Der nächste Monat gehört den Serienmördern: Das Zeise-Kino erpart uns in seiner Reihe allerdings den wohlfeilen Psychologismus und Exotismus des Genres  ■ Von Jacob Hesler

Vor Serienkillern ist kein Entrinnen. Jedenfalls nicht im Kino. „Hannibal spaltet Hamburg“, titelt die Mopo, und die gebeutelten Lichtspielbetreiber bedanken sich bei Herrn Lecter für das beste Wochenende seit Jahren – zusammen mit Ladykiller Mel Gibson hat er zwei Drittel der Kinogänger beschäftigt.

Und zwei Drittel der Politiker, könnte man meinen.
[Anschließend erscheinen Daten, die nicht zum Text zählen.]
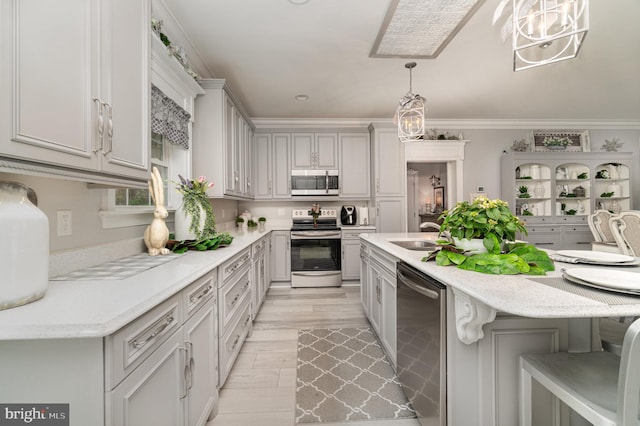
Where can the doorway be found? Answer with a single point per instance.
(426, 192)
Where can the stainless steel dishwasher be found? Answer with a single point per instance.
(422, 344)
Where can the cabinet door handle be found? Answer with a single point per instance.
(100, 125)
(202, 294)
(185, 372)
(109, 128)
(137, 344)
(191, 364)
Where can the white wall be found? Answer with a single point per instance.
(481, 168)
(85, 204)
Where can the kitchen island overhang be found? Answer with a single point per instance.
(479, 297)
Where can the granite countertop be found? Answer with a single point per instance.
(99, 307)
(515, 294)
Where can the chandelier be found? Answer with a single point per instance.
(547, 31)
(410, 114)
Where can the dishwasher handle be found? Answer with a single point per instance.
(431, 294)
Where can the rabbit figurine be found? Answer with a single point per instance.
(157, 234)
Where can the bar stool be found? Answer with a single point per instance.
(600, 386)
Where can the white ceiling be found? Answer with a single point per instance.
(272, 50)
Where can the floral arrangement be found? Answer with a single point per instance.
(194, 202)
(556, 141)
(490, 220)
(315, 212)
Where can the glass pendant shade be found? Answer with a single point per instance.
(547, 31)
(411, 114)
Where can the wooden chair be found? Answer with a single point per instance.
(599, 225)
(600, 386)
(626, 232)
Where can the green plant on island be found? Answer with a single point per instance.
(489, 220)
(517, 258)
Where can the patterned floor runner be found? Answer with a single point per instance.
(343, 375)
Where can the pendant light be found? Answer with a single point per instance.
(410, 115)
(547, 31)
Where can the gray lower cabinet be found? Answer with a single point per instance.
(174, 384)
(281, 256)
(234, 309)
(159, 369)
(350, 254)
(559, 237)
(378, 295)
(260, 268)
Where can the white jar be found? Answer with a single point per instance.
(24, 252)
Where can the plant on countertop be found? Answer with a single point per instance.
(315, 212)
(519, 258)
(195, 201)
(523, 192)
(216, 241)
(490, 220)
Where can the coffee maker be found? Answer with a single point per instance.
(348, 215)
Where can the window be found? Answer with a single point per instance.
(160, 158)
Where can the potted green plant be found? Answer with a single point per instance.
(489, 221)
(556, 143)
(523, 192)
(239, 222)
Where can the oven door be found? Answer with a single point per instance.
(315, 259)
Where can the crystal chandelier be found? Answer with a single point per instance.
(547, 31)
(411, 114)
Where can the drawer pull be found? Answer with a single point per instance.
(137, 344)
(235, 299)
(202, 294)
(235, 342)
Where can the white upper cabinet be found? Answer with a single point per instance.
(314, 151)
(75, 84)
(354, 165)
(223, 142)
(271, 166)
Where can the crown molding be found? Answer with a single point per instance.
(505, 124)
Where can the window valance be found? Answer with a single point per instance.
(169, 119)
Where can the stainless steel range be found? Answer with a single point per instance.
(315, 249)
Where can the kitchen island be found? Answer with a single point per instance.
(490, 321)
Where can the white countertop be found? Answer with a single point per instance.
(514, 294)
(98, 308)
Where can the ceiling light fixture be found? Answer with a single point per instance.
(410, 115)
(547, 31)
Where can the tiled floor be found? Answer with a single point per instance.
(261, 388)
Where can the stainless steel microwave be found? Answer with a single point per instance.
(314, 182)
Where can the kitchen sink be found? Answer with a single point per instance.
(418, 245)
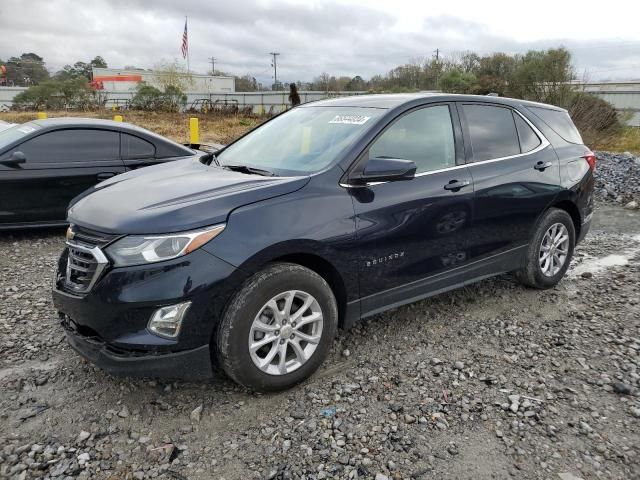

Eine große Koalition der Anständigen hatte schon entrüstet aufgeschrien, bevor Ridley Scotts schröckliche Fortsetzung der Saga vom sadistischen Superhirn überhaupt angelaufen war. Die Hysterie erinnert an den aufgebrachten Moralmob in Fritz Langs M – Eine Stadt sucht einen Mörder und zeigt die wahre Funktion des Grusels vor dem absolut Bösen: Er spaltet nicht, sondern eint – am Stammtisch gemeinsamer Werte.

Um so sympathischer, dass uns die Zeise-Reihe den wohlfeilen Exotismus des Genres erspart – samt seinem Rattenschwanz von ausgefallenen Tötungsarten und einfühlsamen Profilern. Stattdessen laufen drei mehr oder weniger komische Komödien und eine sehr ernsthafte filmische Fallstudie. Und Peter Bogdanovichs Targets (1968), der zwischen diesen Extremen einen eleganten Spagat hinlegt und zum Schluss popcornmampfendem Gruselgenuss eine drastische Absage erteilt.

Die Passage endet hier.